BCBS Minnesota’s Hoag says that “My explicit advice for providers is, think about how you want to redesign care, and what that can look like in a population health model, and then create a financial model around that, to support it. Don’t start with the financial model. First, you have to be willing and interested in wanting to change your care model, and then determine how to finance that.” And the early-stage forms of shared savings simply will not get providers there; two-sided risk will be absolutely necessary in order to move the industry fully forward, he emphasizes.

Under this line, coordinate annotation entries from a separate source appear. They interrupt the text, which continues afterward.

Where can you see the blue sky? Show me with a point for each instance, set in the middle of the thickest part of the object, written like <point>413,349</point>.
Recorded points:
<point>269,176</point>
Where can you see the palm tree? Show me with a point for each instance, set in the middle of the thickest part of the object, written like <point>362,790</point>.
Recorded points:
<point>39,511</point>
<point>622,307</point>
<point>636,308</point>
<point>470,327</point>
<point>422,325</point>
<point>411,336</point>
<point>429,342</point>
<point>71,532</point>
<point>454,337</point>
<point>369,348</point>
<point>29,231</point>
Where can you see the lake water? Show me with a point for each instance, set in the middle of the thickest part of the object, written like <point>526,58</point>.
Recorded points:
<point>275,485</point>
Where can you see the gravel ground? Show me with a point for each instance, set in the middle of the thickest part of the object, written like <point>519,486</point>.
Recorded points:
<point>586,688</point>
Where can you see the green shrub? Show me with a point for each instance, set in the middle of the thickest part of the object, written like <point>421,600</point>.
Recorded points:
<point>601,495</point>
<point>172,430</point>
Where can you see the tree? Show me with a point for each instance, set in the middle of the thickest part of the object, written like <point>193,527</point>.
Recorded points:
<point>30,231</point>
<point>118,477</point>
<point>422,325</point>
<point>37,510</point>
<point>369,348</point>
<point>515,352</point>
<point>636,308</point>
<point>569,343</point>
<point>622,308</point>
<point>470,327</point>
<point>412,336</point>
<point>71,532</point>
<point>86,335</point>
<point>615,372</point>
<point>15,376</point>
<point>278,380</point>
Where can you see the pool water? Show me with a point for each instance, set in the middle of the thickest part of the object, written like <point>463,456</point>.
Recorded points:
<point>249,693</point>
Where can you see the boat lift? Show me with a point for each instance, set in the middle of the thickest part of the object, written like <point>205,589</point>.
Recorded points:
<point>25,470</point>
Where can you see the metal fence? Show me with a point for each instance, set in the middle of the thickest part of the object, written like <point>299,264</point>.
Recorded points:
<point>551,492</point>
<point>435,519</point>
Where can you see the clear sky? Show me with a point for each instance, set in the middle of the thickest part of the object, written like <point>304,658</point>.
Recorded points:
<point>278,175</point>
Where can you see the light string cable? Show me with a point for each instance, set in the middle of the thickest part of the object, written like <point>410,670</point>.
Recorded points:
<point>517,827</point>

Looking at the longer term, asked whether he feels optimistic about the journey ahead, Hoag says, “I do. I’ve been at this for a while, but what I’ll say is that we’ve seen true culture change and engagement, ten-fold, this go-around, compared to previously. We have clinical folks meeting in workgroups. We’ve had meetings about how you do outreach to complex members. And even our independent primary care groups are coming to us saying, we maybe want to go to a capitation model. So COVID has been the crisis that this industry probably needed, to get over a hump; so, yes, I am optimistic.”